After seeing Mia, he’d worked with the police sketch artist trying to piece together a semblance of an identikit photo for the tall skinny guy he’d seen by the front door. The results were less than ideal, and looked more like Ashley Chen than he wanted to admit.
He walked over to where the woman in question stood talking to a tired-looking ME. The morgue was already overrun with bodies. He doubted anyone there had slept since the bombing. “Who’s the victim?”
“Susan Thomas. Forty-five-year-old female. Suffered from MS. According to her dog walker she wasn’t bedridden, but didn’t like to leave her apartment.”
Lucas eyed the bindings that held the victim in place. “Why are we here?”
Ashley indicated he follow her into the kitchen as the ME’s assistants prepared to move the body onto a gurney.
“Mallory and I drew a blank on surveillance cameras, so we were canvassing the area to see if we could get any additional information on the people who ran the brothel. We started with the stores on the main street but were getting nowhere. I figured we should try the buildings overlooking the entrance, and that’s when we found the victim.”

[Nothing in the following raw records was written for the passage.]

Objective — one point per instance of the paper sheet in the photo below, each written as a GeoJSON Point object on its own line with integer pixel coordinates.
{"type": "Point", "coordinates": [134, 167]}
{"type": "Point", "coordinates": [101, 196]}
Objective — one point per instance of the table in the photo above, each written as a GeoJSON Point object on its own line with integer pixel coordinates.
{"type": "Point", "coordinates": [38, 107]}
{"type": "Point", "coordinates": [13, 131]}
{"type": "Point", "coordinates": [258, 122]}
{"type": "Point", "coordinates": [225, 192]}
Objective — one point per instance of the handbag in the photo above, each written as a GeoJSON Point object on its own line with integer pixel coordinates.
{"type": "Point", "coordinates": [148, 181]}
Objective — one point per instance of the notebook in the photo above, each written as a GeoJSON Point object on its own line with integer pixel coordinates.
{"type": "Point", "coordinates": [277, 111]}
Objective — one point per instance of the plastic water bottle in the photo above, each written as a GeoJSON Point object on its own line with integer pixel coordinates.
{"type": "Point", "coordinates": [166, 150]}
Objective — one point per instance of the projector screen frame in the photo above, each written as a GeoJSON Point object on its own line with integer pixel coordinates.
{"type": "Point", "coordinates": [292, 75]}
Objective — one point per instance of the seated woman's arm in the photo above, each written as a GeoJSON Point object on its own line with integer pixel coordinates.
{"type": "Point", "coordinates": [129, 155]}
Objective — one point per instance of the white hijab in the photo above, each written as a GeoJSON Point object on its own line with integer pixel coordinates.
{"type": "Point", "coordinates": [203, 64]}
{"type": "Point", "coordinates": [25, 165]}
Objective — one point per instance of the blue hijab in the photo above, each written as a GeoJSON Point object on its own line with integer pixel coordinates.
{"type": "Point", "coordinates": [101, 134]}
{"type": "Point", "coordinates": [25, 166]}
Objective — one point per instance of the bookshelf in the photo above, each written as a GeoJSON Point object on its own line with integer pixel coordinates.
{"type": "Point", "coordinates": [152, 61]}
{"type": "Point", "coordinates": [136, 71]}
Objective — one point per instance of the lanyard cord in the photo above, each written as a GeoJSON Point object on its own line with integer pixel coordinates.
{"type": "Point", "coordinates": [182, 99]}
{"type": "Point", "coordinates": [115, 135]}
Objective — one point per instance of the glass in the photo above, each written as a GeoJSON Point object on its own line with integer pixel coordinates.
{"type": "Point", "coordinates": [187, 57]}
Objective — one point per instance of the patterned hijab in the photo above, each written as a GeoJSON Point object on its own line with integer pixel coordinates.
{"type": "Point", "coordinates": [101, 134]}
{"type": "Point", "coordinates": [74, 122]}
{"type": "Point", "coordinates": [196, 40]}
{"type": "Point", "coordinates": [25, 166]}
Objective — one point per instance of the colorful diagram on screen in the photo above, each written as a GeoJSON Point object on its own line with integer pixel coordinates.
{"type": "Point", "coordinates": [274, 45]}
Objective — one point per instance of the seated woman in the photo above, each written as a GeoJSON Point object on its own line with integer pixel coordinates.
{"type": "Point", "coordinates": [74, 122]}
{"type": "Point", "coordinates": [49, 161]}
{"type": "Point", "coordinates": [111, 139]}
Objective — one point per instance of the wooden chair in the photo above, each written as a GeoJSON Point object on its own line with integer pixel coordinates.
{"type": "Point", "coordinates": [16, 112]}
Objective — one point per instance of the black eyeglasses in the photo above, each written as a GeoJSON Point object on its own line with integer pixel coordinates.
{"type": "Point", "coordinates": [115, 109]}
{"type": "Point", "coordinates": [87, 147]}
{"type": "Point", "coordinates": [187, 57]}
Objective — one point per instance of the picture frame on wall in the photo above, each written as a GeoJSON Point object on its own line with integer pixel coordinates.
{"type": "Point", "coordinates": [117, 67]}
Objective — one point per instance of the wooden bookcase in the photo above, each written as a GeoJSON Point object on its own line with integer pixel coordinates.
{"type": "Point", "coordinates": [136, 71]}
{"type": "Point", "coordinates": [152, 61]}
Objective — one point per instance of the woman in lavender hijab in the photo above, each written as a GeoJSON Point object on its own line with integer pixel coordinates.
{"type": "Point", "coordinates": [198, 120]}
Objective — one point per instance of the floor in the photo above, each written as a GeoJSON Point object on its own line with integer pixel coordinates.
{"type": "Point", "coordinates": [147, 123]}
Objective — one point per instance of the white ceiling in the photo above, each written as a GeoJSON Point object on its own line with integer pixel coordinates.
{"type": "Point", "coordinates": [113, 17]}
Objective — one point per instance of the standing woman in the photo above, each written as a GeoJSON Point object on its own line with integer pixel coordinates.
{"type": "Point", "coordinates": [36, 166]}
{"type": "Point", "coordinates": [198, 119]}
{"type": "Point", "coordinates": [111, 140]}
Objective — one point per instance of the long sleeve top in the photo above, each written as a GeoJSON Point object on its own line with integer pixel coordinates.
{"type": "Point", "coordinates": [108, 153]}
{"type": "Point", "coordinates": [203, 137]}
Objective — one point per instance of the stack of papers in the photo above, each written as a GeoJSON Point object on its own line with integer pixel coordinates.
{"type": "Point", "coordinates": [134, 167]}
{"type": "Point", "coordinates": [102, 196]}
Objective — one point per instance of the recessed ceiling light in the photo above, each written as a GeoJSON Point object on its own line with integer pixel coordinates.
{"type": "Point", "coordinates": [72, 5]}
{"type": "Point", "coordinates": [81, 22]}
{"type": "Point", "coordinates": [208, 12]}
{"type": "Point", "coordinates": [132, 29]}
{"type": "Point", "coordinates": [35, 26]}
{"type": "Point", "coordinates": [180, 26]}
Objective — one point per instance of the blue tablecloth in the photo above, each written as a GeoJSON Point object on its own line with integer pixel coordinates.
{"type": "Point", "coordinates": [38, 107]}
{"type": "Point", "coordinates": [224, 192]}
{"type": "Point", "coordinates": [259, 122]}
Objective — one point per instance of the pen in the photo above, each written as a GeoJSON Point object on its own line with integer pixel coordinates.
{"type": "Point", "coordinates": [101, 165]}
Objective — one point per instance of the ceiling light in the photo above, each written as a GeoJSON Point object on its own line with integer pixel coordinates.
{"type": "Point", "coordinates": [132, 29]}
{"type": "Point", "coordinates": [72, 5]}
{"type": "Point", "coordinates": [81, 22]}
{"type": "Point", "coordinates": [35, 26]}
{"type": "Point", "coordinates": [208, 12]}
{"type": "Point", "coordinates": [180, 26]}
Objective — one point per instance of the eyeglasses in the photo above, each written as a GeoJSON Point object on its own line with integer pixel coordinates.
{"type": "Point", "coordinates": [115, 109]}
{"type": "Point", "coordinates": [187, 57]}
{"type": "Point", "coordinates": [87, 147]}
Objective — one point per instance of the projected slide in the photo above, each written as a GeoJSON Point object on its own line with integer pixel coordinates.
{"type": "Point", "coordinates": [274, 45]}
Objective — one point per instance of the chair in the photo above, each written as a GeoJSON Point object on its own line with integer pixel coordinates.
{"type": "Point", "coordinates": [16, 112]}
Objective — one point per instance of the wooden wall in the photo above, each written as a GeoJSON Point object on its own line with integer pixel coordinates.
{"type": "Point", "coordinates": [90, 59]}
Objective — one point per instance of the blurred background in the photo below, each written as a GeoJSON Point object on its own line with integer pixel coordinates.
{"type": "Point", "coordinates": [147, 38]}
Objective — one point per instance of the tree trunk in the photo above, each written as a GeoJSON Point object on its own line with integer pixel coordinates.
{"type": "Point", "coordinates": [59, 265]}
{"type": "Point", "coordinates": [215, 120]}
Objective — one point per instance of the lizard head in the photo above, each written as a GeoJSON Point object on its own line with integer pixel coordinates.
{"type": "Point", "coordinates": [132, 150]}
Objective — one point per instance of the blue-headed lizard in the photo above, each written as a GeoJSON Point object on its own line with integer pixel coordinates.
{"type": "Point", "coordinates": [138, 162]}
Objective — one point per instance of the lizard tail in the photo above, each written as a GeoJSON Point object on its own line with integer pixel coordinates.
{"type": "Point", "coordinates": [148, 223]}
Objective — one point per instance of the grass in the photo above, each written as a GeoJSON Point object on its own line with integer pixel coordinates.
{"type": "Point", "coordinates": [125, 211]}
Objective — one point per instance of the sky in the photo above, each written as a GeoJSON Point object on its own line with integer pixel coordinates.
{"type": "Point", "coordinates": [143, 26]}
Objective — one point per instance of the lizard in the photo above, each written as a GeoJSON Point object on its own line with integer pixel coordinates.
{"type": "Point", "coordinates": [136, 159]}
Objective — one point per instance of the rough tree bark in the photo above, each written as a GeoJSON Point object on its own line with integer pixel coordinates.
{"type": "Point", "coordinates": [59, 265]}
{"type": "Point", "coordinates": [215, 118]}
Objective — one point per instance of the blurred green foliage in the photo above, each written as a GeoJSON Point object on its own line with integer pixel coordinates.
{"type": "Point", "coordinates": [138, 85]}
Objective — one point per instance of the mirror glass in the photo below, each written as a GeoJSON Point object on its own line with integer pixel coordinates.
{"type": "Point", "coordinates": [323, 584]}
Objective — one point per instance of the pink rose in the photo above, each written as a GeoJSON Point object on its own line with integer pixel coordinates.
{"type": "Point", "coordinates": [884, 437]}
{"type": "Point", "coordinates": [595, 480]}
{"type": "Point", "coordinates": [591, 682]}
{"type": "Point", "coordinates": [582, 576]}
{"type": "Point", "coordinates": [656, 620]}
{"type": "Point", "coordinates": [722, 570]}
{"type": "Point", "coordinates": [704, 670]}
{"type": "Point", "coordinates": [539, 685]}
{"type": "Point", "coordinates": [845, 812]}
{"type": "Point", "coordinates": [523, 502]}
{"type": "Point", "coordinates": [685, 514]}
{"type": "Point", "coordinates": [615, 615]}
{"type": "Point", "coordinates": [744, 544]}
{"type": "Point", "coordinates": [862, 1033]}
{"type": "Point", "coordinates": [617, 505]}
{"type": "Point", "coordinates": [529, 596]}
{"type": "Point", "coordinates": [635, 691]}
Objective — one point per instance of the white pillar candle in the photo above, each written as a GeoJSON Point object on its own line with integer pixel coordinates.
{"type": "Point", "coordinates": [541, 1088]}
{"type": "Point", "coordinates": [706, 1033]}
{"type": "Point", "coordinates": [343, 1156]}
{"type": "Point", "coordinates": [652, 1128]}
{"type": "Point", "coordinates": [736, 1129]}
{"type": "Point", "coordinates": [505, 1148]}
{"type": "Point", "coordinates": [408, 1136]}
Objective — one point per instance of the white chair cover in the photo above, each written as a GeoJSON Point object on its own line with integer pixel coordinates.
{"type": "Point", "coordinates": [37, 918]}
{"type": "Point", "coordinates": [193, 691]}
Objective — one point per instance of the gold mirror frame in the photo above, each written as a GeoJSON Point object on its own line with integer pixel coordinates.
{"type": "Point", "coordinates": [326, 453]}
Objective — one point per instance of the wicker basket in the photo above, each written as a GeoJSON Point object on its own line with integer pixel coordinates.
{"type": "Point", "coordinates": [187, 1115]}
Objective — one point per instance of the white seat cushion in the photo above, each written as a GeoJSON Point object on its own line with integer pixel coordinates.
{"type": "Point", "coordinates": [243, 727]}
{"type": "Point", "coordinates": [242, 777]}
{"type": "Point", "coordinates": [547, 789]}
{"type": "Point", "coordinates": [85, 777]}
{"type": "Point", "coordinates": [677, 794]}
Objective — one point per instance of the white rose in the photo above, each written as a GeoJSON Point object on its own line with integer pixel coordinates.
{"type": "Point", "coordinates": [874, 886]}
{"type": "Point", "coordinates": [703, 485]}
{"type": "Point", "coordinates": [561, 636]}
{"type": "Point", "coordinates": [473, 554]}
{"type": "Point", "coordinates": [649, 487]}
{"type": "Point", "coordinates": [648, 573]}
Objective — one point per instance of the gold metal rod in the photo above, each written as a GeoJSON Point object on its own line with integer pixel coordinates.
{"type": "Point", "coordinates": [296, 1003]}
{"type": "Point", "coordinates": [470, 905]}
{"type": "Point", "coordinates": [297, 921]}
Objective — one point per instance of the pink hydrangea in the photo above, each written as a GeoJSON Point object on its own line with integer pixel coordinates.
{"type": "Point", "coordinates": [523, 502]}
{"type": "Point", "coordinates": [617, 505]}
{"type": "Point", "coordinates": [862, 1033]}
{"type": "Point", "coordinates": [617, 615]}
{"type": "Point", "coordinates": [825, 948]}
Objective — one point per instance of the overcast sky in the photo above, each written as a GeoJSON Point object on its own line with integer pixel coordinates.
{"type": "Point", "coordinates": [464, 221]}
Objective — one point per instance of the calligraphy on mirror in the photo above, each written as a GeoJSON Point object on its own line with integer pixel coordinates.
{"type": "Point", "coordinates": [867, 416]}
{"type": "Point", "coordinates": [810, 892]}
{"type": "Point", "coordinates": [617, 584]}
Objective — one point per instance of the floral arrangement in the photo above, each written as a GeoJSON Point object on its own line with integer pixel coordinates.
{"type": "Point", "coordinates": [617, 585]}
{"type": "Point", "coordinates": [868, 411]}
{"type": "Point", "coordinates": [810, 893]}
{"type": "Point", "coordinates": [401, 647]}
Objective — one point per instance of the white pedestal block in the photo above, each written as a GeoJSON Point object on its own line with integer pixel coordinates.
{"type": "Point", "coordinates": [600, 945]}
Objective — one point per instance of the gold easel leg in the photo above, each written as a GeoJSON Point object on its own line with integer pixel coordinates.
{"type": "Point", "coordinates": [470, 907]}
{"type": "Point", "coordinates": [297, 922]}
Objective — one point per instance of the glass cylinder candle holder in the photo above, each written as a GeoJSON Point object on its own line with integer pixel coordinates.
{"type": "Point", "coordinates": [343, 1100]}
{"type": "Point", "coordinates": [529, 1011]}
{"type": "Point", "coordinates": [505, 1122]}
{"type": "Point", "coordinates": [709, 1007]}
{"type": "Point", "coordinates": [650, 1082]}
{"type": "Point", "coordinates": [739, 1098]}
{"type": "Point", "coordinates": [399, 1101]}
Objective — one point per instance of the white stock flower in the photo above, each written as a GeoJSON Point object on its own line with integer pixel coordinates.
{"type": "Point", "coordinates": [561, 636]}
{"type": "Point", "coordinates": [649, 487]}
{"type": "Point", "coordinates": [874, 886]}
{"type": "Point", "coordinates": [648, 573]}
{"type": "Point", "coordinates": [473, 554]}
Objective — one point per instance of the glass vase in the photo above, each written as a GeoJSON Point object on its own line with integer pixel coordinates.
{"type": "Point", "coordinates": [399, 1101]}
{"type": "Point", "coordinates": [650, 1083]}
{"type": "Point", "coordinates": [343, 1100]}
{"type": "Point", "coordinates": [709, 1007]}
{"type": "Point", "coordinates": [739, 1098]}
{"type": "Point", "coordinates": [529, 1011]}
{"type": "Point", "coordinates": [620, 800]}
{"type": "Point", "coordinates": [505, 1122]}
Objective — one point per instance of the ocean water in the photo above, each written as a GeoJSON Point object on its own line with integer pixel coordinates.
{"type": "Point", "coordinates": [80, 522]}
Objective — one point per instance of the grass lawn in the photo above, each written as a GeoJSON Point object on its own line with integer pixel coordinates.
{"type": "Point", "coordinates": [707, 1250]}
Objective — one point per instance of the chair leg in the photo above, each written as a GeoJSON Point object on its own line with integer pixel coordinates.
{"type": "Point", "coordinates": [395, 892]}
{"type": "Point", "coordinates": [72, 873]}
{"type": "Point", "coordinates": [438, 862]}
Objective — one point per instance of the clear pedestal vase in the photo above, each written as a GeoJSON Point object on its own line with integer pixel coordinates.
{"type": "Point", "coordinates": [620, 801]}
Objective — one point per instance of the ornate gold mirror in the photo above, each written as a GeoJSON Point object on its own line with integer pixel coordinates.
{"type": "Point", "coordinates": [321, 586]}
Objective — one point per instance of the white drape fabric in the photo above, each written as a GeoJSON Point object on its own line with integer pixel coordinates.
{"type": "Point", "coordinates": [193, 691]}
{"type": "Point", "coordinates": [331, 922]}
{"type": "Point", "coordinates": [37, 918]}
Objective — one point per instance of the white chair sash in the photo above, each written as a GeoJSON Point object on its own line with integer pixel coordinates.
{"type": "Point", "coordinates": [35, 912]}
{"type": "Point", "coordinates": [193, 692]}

He crossed his arms. “Okay. But why are we still here?” The FBI didn’t investigate single victim homicides without good reason.
She pressed her lips together, and he knew he wasn’t going to like whatever she had to say. She walked over to the blinds and held them open for him. From here there was a perfect view of the brothel below. Her voice dropped to a low murmur that he had to lean closer to hear.
“Susan Thomas is the person who called in the tip about Mia Stromberg. She’s the one who got the one hundred thousand dollar reward.”
Lucas exhaled sharply through his nose. “Do we know for sure that it was the Chinatown brothel people who killed her?”
“Well, her eyes were go
uged out and tongue removed, and the woman probably choked to death on her own blood.” Ashley put a gloved fist on her hip. “The ME hasn’t decided yet if the eyes were removed pre- or post-mortem, but I think it’s safe to say this isn’t your average homicide and is a hell of a coincidence under the circumstances.”
Lucas’s stomach lurched. He’d seen a lot over the years—Edmund Meacher’s skanky basement had contained photographs and videos of violent rapes and murders—enough blood and gore and evil to last a lifetime. But this was chilling in its clinical precision. This hadn’t been for personal gratification. This was sending a message—talk to the cops and you’re dead.
“So, it’s a warning.” He shook his head. “No wonder no one’s coming forward with information.”
The dead woman was placed in the body bag, and there was a palpable sense of relief as she was rolled away.
He leaned close to Ashley’s ear and tried not to notice the graceful line of her neck. It wasn’t appropriate for a crime scene, but beat the hell out of thinking about the mutilated human being they’d just taken away. “How’d you know she was the tipster?”
“Alex Parker.”
“He told you?” he asked in surprise.
The twist of her lips and narrowing of her gaze told him Alex’s mistrust was mutual. “Mallory.”
“And how did the bad guys know this was the snitch?”
A fine line formed between her brows. Her skin was smooth and flawless which probably accounted for why she looked so young. According to Bureau records she’d turned thirty on December 26th. Not that much younger than he was.
He hid his thoughts. He was standing at the scene of a gruesome murder, but the subtle scent of oranges on her skin and some weird internal chemistry made his pulse kick up anyway.
Obviously he’d worked too many murders.
“They either used the same methods Parker did, or they have someone on the inside.”
“The name of the tipster wasn’t released to most of the LEOs working this case. I didn’t know it.”
“Then it should be easy to narrow down who did know.” Ashley shrugged one shoulder.
“What about Susan Thomas? Would she have told anyone?”